Eine Welt in deinem Haar
 
Laß mich lange, lange den Duft deines Haares einatmen, mein ganzes Gesicht hineintauchen, wie ein Dürstender ins Wasser einer Quelle, und es in meiner Hand schwenken, wie ein duftendes Taschentuch, um Erinnerungen in die Luft zu schütteln. xxxxx
Wenn du wissen könntest, was alles ich sehe! Was alles ich errieche! Was alles ich in deinen Haaren höre!! Meine Seele wandert auf dem Duft, wie die Seele der anderen .Menschen auf der Musik. Deine Haare bergen einen ganzen Traum, voll von Segeln und Masten, sie bergen große Meere in sich, deren Monsune mich zu entzückenden Küsten tragen, wo der Himmel blauer und tiefer ist, wo die Luft von den Früchten, von den Blättern und von der Haut der Menschen duftet.

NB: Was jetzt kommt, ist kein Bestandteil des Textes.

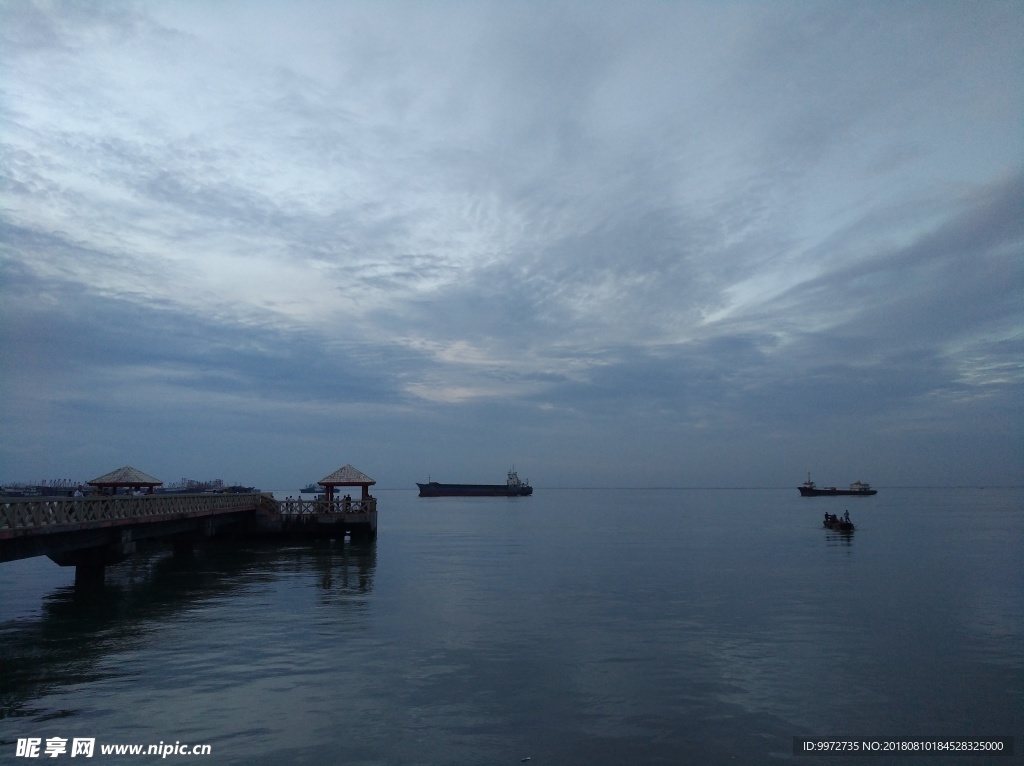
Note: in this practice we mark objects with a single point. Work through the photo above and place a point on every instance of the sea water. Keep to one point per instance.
(570, 627)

Im Ozean deines Haares ahne ich einen Hafen, wimmelnd von schwermütigen Gesängen, von starken Männern aus allen Völkern und von Schiffen jeder Gestalt, die sich mit ihren feinen und ineinander geschlungenen Formen gegen einen unermeßlichen Himmel abheben, an dem die ewige Glut sich prahlend spreizt.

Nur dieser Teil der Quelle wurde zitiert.